The screw steamer Corinth of Liverpool went ashore on Sunday morning at the Gallery Head and it is feared she will become a total wreck. She was chartered by the Atlas Company and was laden with a cargo of corn.
She left New York on Wednesday 15th July and arrived off the Irish coast on Saturday night. The following morning during a dense fog the steamer while in charge of the second officer struck. The engines were reversed but in vain and shortly afterwards the engineer reported the vessel was filling and the fires were being put out. The steamer turned over on the front side and filled. Two boats were lowered and with the assistance of the Coastguards who were attracted to the scene the crew consisting of 22 hands and 2 passengers were landed in safety.
Freeman's Journal Tuesday August 4 1874
LATEST NEWS BY CABLE.
WRECK ON THE IRISH COAST.
THE BRITISH STEAM-SHIP CORINTH LOST OFF GALLEY HEAD
ALL ON BOARD SAVED VESSEL AND CARGO A TOTAL LOSS.
London Aug. 4. The British steam ship Corinth Capt Eden which left Now-York July 15 for Liverpool has been lost off Galley Head coast of Cork Ireland together with her cargo. The crew was saved.
The Corinth was chartered some time ago by the Atlas Steam-ship Company (English) to run in the West Indian trade until the company's new steamer Andes was completed. The Andes has been running on the line for two months and the Corinth loaded with corn and grain was on her way back to her owners Messrs.

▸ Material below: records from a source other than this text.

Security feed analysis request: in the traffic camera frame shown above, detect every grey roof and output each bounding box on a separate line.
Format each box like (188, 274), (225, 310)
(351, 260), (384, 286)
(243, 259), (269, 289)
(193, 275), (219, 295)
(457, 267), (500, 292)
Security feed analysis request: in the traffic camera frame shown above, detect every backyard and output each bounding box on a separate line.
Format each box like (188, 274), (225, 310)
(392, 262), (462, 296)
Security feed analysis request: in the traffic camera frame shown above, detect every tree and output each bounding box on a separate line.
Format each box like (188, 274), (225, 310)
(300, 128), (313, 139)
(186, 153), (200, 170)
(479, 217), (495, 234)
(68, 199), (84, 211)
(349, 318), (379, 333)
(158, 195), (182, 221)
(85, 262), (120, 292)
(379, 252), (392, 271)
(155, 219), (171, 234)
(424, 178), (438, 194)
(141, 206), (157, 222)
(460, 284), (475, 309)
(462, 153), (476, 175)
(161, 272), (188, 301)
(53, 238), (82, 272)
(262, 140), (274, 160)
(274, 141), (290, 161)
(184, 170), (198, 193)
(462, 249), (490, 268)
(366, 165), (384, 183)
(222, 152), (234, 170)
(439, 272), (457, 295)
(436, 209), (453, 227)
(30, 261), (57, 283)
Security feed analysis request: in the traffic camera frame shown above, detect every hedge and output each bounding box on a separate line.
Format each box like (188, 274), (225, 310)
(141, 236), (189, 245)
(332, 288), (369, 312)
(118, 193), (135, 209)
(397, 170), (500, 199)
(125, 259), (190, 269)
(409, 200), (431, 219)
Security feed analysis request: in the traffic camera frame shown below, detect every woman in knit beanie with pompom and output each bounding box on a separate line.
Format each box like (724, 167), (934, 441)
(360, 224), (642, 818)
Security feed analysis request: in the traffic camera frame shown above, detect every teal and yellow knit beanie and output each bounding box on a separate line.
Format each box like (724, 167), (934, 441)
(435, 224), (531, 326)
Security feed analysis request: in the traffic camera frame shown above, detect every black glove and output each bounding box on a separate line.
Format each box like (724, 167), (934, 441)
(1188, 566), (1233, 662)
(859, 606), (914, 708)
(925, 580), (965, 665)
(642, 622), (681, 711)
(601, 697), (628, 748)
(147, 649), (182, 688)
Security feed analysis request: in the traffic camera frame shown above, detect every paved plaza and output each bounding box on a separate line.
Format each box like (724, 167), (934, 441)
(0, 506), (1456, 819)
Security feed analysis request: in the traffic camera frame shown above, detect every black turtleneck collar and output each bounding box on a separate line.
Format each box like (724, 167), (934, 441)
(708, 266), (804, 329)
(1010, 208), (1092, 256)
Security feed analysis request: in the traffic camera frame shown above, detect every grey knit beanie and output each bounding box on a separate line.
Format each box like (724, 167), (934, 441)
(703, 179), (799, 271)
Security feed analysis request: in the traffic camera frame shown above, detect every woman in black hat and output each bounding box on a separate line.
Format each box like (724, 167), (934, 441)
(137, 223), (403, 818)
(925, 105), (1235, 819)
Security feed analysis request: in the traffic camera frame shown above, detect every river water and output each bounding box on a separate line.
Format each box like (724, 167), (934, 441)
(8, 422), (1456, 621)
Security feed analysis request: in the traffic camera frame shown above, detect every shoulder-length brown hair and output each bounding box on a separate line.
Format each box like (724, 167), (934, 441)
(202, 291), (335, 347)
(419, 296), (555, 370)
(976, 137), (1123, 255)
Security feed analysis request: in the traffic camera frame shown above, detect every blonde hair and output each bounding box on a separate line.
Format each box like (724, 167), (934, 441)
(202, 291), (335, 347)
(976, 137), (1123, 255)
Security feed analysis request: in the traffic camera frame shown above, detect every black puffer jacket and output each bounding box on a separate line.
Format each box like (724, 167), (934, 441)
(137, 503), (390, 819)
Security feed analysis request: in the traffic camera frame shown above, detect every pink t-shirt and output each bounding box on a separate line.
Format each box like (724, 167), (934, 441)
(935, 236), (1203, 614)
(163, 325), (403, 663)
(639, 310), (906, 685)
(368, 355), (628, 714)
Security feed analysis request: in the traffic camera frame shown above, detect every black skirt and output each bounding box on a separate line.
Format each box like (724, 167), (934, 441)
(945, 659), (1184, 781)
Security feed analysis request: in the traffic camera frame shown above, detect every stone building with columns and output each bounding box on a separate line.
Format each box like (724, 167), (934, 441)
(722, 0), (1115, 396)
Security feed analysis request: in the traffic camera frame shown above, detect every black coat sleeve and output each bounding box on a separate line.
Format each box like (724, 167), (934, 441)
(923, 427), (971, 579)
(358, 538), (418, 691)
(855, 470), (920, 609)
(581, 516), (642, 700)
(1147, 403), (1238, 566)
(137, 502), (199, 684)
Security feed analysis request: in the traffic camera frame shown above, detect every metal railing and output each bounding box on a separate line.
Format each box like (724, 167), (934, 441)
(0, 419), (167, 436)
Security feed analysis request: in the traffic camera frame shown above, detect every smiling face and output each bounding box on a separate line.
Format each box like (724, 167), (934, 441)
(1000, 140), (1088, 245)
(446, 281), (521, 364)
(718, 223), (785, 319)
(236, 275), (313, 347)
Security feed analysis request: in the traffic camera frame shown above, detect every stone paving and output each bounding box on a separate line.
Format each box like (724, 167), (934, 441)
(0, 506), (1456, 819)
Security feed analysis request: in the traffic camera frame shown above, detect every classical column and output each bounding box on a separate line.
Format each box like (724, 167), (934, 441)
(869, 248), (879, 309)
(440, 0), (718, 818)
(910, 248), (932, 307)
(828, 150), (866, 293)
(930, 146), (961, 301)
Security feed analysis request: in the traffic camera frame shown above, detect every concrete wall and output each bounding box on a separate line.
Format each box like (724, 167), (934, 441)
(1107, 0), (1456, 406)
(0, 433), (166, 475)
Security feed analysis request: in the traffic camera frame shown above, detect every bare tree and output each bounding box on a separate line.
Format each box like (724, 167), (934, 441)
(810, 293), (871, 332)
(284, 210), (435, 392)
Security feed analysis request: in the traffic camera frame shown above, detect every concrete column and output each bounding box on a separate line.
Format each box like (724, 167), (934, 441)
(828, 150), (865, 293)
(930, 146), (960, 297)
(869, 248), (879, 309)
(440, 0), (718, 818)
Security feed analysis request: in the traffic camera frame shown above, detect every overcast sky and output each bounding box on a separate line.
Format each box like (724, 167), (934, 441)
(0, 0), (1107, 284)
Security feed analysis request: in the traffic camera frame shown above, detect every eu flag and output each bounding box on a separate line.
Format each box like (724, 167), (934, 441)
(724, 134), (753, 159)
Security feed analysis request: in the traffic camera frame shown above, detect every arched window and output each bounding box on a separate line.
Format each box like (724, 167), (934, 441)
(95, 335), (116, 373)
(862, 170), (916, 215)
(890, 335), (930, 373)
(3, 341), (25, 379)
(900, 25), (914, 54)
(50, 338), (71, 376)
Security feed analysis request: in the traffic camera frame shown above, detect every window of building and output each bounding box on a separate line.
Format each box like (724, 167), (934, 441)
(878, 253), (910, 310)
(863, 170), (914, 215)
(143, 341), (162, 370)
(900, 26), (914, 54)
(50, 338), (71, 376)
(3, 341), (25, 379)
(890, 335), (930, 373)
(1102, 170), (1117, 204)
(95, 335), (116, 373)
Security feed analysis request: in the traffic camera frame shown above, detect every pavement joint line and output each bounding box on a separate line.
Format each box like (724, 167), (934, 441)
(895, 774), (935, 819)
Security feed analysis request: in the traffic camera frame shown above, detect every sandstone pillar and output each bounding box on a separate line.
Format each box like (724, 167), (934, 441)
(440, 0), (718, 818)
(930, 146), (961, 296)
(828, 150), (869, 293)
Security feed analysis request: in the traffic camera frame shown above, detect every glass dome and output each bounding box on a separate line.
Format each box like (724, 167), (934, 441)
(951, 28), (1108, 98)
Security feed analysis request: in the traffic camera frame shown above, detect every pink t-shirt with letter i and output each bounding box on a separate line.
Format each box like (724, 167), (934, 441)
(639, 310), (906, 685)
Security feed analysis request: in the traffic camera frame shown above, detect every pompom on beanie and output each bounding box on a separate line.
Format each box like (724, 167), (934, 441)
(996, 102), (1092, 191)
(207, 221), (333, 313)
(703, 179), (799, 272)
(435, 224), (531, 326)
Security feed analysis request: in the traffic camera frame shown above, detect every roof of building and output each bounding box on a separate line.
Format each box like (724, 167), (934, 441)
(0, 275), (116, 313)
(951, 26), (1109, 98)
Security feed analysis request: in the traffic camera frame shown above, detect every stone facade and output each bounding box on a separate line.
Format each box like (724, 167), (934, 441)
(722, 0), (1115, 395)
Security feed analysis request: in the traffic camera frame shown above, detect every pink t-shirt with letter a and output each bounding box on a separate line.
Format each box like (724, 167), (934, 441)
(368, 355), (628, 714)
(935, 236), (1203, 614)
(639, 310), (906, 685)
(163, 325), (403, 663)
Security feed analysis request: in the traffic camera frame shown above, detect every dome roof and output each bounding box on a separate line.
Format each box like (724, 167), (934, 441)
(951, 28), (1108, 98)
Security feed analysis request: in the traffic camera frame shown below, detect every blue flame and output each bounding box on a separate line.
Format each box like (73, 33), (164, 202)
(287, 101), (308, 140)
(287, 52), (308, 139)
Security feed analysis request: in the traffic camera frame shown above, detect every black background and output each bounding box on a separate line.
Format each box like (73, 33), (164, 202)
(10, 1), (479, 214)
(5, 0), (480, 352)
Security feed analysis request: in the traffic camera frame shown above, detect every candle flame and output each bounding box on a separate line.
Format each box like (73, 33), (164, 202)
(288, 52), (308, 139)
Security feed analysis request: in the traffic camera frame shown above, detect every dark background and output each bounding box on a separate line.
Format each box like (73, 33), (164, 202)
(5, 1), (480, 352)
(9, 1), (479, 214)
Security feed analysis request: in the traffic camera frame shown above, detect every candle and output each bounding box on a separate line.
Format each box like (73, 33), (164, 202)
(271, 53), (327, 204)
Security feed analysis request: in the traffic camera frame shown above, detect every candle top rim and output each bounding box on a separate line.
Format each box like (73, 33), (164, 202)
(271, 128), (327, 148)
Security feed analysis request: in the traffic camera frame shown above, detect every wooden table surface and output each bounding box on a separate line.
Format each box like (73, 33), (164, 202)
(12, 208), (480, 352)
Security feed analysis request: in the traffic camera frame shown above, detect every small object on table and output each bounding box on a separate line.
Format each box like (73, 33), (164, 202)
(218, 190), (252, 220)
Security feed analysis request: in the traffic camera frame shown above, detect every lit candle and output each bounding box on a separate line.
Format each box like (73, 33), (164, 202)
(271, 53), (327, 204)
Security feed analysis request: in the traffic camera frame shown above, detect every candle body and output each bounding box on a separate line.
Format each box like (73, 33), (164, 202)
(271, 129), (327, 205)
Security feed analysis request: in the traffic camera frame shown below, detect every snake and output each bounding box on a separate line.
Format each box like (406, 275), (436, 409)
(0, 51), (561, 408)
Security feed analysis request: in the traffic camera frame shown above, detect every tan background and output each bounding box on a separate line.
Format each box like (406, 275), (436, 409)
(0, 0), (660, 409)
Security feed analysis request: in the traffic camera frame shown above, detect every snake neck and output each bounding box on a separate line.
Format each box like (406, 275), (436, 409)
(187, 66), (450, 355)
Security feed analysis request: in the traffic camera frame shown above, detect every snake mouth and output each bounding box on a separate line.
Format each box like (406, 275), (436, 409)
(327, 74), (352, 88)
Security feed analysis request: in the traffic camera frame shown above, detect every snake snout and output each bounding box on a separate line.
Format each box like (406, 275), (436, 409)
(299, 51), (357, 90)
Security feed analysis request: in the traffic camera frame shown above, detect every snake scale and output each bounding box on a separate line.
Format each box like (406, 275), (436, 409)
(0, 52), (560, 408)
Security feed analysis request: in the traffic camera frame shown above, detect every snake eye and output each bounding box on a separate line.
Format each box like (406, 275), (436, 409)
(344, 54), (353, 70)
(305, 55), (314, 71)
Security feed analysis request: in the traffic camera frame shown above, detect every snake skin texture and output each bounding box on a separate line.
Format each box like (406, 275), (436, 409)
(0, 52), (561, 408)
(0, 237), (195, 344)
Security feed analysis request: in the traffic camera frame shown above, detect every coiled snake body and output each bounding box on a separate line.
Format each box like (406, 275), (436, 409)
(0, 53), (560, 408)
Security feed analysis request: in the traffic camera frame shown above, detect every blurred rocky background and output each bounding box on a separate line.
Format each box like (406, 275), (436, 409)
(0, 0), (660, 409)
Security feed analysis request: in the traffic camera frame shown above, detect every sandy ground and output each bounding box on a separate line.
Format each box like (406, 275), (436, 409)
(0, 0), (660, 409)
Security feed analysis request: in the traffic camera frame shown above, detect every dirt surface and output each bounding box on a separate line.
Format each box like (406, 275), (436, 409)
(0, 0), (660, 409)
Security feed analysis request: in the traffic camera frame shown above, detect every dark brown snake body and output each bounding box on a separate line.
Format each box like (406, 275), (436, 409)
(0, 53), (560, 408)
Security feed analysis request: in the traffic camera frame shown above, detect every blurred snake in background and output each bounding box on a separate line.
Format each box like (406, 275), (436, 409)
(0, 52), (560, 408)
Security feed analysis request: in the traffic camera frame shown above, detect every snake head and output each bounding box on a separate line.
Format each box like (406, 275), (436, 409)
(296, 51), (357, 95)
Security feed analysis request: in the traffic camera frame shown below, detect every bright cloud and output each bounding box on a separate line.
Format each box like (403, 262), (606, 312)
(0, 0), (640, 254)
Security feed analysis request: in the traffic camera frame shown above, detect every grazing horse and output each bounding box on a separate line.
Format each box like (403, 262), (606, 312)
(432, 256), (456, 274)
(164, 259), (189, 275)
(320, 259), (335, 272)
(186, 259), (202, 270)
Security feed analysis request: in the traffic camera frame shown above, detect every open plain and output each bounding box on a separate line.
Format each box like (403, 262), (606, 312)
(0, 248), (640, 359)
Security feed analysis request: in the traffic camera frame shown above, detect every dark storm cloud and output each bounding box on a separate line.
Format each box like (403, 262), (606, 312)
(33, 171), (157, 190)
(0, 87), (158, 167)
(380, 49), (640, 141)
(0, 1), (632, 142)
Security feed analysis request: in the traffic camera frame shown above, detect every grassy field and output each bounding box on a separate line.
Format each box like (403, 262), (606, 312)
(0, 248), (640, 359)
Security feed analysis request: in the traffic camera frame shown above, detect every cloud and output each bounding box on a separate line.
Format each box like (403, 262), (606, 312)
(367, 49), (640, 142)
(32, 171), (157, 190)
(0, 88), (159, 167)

Nicholson of Liverpool when she was wrecked.
The vessel was an iron screw steamship built in Sunderland England in 1872 She was of 6IO tons burden English measurement about 800 tons gross. Her length was 230 feet breadth 29 feet and depth 17 feet. She was considered to be in every respect an excellent vessel not swift her speed being about 8 1/2 knots per hour but sure and seaworthy. Her commander Capt Eden is an experienced navigator and had made four voyages in the company's service giving great satisfaction.
Galley Head in the County of Cork where the Corinth was lost is midway between Cape Clear and Queenstown. This part of the Irish coast is very dangerous and vessels are forced to sail close In shore.
The agents of the company are of opinion that the weather was thick and that the Corinth probably ran in too close to the coast and struck the headland. The cargo of the Corinth consisted of 22000 bushels of corn and 7500 bushels of wheat shipped by David Bingham in this City. The ship's company numbered thirty one and there were two passengers.
The vessel and cargo are fully insured in English companies.